Marty Do you think I’d better?” said Marty, reluctantly.
Granmer Oh yes, he’ll bless ye for it.
Marty I don’t want that kind of blessing.
Narrator But after a moment’s thought she went and delivered the information; and Grammer had the satisfaction of seeing Giles Winterborne walk slowly to the bend along which Grace would have to return. Meanwhile Mrs. Melbury, who had discerned what her husband had not, that Grace was rapidly fascinating the surgeon, drew near to Edred Fitzpiers.

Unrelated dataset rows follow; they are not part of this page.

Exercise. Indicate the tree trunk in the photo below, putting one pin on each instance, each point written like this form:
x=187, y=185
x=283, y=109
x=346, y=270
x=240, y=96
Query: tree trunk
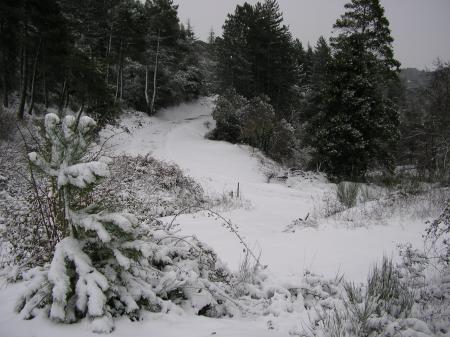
x=147, y=98
x=5, y=82
x=45, y=90
x=118, y=82
x=152, y=107
x=108, y=53
x=24, y=81
x=121, y=80
x=33, y=80
x=62, y=95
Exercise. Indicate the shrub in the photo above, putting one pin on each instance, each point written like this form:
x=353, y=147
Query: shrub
x=258, y=122
x=7, y=124
x=104, y=264
x=347, y=193
x=228, y=116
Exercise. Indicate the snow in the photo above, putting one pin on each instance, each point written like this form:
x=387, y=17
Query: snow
x=177, y=135
x=330, y=248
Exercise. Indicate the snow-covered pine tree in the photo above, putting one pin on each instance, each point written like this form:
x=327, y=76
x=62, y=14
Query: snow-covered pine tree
x=105, y=265
x=357, y=123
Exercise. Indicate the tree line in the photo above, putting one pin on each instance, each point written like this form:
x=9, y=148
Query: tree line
x=339, y=107
x=96, y=55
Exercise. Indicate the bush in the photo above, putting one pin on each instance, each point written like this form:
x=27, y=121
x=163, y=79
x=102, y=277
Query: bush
x=254, y=123
x=105, y=264
x=228, y=116
x=7, y=124
x=347, y=193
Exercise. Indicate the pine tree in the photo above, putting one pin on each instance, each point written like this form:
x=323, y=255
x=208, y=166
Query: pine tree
x=256, y=54
x=359, y=122
x=104, y=264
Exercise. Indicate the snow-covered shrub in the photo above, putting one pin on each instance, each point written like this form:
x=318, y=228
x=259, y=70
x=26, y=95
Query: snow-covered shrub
x=438, y=236
x=7, y=124
x=227, y=113
x=367, y=310
x=148, y=188
x=347, y=193
x=105, y=264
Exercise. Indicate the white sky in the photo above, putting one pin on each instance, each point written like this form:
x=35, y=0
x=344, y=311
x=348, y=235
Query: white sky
x=421, y=28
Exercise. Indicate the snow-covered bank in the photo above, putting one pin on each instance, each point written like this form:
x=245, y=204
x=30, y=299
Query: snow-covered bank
x=283, y=303
x=177, y=135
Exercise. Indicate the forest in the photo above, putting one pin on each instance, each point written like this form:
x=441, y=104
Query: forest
x=147, y=174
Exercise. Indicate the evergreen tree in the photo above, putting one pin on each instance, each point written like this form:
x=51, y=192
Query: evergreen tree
x=256, y=54
x=358, y=125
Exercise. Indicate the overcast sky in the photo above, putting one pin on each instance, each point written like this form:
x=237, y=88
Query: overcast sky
x=421, y=28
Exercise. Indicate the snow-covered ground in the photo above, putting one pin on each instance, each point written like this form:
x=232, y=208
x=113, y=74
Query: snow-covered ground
x=331, y=248
x=177, y=135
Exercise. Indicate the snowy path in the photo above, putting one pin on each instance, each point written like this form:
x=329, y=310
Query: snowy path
x=177, y=135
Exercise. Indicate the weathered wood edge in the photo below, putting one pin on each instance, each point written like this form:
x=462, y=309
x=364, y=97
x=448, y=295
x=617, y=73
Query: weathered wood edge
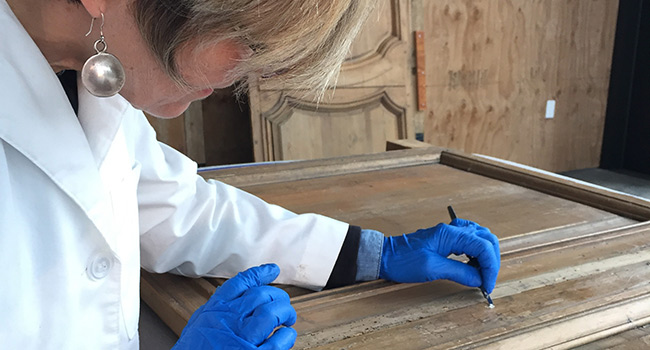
x=311, y=169
x=614, y=202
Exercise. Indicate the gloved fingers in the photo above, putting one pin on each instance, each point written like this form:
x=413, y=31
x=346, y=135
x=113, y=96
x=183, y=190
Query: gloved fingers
x=460, y=272
x=258, y=296
x=489, y=236
x=483, y=250
x=284, y=338
x=253, y=277
x=257, y=327
x=489, y=276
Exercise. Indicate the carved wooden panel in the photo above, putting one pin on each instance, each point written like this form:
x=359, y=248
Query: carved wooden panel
x=369, y=105
x=574, y=256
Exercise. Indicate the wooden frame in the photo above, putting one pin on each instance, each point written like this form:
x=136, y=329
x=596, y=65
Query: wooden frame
x=567, y=279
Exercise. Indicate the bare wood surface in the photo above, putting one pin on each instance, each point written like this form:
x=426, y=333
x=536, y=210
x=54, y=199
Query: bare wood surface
x=621, y=204
x=370, y=103
x=564, y=264
x=493, y=64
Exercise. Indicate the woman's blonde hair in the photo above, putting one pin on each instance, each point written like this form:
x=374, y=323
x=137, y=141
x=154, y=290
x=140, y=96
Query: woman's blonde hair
x=301, y=43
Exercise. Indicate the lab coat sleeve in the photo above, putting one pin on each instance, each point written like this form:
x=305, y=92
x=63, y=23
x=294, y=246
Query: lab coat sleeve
x=194, y=227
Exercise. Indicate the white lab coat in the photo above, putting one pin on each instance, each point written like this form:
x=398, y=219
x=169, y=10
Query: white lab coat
x=85, y=201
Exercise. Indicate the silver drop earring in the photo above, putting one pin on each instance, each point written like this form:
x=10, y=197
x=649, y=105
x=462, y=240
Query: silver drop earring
x=102, y=74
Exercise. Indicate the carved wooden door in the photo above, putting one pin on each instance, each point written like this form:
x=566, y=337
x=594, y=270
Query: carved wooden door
x=371, y=102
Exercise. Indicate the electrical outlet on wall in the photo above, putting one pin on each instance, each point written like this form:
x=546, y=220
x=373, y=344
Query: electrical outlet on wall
x=550, y=109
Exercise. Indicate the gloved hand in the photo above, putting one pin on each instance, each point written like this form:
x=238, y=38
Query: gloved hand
x=242, y=314
x=423, y=255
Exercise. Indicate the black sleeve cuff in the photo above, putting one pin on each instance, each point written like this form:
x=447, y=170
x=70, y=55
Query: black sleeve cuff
x=345, y=268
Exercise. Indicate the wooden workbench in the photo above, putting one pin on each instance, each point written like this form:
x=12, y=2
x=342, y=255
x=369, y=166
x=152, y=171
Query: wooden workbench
x=575, y=257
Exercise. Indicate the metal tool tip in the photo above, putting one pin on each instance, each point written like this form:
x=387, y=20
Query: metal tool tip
x=489, y=299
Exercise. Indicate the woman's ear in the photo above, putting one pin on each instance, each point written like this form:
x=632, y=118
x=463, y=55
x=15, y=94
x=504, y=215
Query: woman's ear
x=95, y=8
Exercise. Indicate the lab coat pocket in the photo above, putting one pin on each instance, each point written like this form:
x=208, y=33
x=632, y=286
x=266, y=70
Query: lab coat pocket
x=125, y=209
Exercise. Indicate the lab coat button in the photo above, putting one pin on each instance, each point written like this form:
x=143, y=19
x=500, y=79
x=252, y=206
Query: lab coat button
x=100, y=265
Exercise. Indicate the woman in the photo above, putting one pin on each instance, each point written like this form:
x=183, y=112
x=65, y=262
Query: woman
x=87, y=195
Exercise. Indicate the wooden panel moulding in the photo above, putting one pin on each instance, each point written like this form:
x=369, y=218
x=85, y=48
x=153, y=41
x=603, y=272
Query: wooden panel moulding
x=297, y=129
x=571, y=273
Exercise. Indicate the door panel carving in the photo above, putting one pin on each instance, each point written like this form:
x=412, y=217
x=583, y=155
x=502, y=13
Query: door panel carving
x=369, y=105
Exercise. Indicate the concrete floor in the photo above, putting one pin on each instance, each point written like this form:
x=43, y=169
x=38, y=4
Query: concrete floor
x=155, y=335
x=620, y=180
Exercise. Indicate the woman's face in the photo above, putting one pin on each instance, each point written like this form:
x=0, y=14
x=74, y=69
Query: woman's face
x=147, y=87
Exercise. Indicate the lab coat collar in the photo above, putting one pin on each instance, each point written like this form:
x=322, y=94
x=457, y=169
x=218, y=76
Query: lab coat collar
x=38, y=121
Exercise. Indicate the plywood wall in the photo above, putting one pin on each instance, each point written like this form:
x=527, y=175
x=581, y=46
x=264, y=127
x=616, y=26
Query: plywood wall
x=492, y=65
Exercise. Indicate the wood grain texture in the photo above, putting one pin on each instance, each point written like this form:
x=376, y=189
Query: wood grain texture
x=571, y=274
x=370, y=104
x=492, y=65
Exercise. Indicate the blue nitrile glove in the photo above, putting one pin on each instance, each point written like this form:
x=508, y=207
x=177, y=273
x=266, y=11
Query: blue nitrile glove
x=422, y=256
x=242, y=314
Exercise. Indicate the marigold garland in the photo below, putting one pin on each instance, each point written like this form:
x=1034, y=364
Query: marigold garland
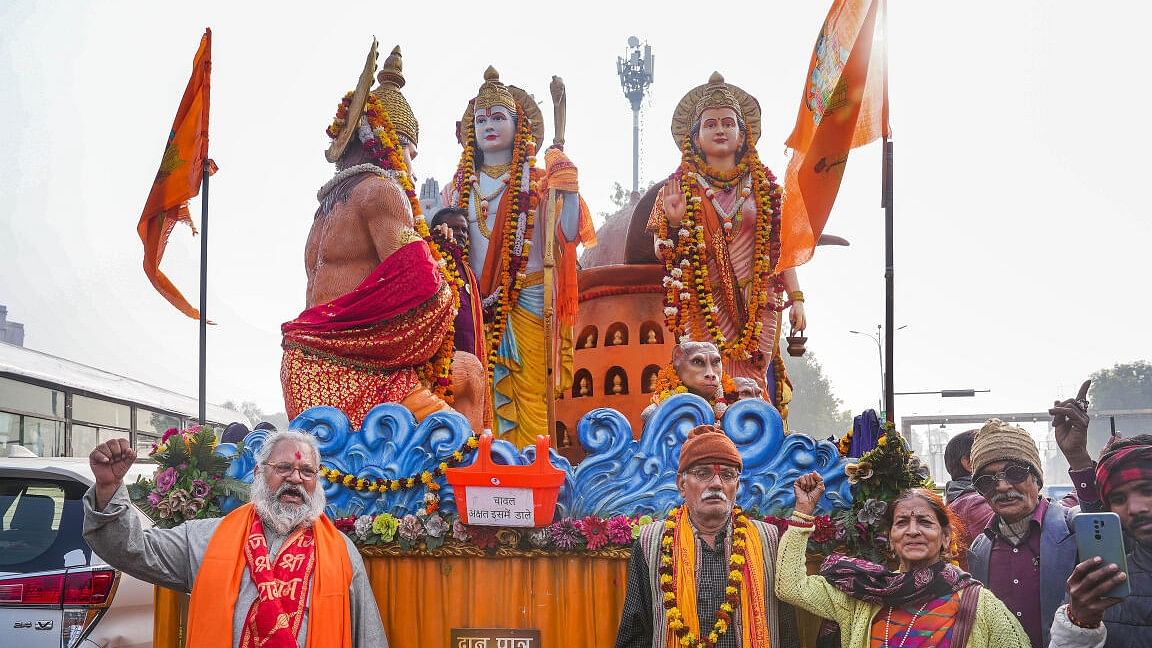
x=379, y=484
x=518, y=215
x=667, y=384
x=385, y=151
x=690, y=307
x=741, y=528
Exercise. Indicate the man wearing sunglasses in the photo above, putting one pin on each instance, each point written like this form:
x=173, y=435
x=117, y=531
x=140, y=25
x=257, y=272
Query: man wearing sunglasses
x=692, y=556
x=273, y=572
x=1028, y=550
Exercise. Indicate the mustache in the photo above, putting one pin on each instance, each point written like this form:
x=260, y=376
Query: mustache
x=1006, y=497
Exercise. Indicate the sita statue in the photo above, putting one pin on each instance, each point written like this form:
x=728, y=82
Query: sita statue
x=381, y=295
x=715, y=225
x=521, y=283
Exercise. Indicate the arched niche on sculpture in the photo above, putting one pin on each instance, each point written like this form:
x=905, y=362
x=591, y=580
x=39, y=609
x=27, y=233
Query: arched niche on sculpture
x=616, y=334
x=651, y=333
x=648, y=378
x=588, y=337
x=615, y=382
x=582, y=384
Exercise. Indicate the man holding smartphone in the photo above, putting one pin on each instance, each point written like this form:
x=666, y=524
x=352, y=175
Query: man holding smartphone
x=1092, y=619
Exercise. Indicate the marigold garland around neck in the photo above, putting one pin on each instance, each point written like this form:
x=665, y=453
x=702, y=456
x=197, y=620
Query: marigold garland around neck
x=667, y=384
x=676, y=581
x=518, y=218
x=690, y=306
x=385, y=151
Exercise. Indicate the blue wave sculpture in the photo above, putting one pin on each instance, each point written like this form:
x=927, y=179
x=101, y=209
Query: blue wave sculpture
x=619, y=475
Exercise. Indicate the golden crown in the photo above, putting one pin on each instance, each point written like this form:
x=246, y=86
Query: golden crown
x=718, y=96
x=392, y=78
x=493, y=92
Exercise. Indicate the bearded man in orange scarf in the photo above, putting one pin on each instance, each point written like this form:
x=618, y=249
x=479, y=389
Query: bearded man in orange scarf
x=707, y=571
x=272, y=573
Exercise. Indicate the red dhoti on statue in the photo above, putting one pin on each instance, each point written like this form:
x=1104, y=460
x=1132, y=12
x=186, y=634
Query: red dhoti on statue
x=368, y=346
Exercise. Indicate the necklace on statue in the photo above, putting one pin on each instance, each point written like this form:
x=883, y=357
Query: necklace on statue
x=482, y=210
x=887, y=624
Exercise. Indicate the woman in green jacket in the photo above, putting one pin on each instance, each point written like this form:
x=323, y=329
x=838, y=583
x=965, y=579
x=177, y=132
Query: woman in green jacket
x=927, y=602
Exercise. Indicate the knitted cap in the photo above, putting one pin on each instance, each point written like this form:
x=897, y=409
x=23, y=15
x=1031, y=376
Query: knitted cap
x=707, y=444
x=1002, y=442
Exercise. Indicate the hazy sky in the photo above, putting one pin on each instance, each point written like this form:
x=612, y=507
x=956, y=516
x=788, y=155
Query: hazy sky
x=1021, y=160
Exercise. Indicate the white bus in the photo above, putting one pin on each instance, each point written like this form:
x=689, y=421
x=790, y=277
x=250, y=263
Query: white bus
x=57, y=407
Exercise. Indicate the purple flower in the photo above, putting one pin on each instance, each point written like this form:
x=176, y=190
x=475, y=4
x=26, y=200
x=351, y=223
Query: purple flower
x=410, y=527
x=436, y=526
x=565, y=534
x=620, y=530
x=201, y=488
x=165, y=480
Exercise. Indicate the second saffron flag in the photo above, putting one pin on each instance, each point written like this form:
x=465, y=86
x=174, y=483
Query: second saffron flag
x=180, y=175
x=844, y=105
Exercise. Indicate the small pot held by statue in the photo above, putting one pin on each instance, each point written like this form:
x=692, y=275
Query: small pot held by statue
x=796, y=345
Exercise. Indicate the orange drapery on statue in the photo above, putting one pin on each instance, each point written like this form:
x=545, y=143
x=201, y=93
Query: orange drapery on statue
x=180, y=175
x=844, y=105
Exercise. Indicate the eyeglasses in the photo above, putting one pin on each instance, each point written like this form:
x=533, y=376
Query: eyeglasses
x=986, y=484
x=704, y=474
x=307, y=473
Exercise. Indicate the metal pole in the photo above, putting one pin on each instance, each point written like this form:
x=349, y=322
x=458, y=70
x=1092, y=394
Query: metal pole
x=204, y=293
x=889, y=291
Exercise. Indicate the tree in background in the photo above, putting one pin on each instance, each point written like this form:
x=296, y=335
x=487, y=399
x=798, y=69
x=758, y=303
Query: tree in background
x=815, y=409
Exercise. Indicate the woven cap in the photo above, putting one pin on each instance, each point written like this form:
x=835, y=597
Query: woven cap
x=707, y=444
x=1003, y=442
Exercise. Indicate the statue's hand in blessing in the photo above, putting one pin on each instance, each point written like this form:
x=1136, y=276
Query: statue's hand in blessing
x=808, y=490
x=1069, y=421
x=674, y=206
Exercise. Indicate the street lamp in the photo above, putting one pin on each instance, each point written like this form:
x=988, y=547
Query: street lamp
x=636, y=69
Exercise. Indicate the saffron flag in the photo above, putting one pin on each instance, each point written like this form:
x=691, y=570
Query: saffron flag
x=844, y=105
x=179, y=178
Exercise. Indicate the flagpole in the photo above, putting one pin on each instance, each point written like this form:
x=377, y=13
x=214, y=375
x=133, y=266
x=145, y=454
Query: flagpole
x=204, y=291
x=889, y=328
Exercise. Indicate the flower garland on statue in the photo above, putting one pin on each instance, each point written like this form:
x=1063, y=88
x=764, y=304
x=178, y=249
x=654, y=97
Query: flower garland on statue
x=379, y=484
x=676, y=624
x=689, y=304
x=667, y=384
x=518, y=217
x=385, y=151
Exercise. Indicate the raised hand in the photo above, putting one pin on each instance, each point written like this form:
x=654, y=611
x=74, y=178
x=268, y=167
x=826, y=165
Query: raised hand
x=673, y=204
x=1069, y=421
x=1086, y=588
x=110, y=464
x=808, y=490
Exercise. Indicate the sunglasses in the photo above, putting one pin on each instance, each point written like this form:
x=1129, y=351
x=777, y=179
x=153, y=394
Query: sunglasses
x=986, y=484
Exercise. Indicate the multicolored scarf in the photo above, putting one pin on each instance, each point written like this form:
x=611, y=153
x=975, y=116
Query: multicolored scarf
x=275, y=616
x=1129, y=464
x=876, y=584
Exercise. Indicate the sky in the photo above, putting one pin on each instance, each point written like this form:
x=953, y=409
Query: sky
x=1018, y=129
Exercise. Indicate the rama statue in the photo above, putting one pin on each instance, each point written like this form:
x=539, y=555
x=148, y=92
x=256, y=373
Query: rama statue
x=715, y=225
x=381, y=295
x=505, y=196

Mrs Melbury You should be where Mr. Winterborne is standing. She will run down through that opening much faster than she went up it, if she is like the rest of the girls.”
Narrator Fitzpiers did not require to be told twice. He went across to Giles Winterborne and stood beside him. Each knew the probable purpose of the other in standing there, and neither spoke.
The first sound to break the silence was the distant note of Great Hintock clock striking the significant hour.
Women together Mime throwing hemp seed over their right shoulder and all say the rhyme
Hemp seed I set, Hemp seed I sow
The man that is my true love come after me now
Narrator About a minute later that quarter of the wood to which the girls had wandered resounded with the flapping of disturbed birds; then two or three hares and rabbits as the girls bounded down the glade.
Grace Melbury, was one of the first to return, and the excitement being contagious, she flew round the fatal bush where the undergrowth narrowed to a gorge. Fitzpiers quickly stepped forward in front of Winterborne, and then the surgeon did what he would not have thought of doing but for Mrs. Melbury’s encouragement and the sentiment of an eve which effaced conventionality. Stretching out his arms as the white figure burst upon him, he captured her in a moment, as if she had been a bird.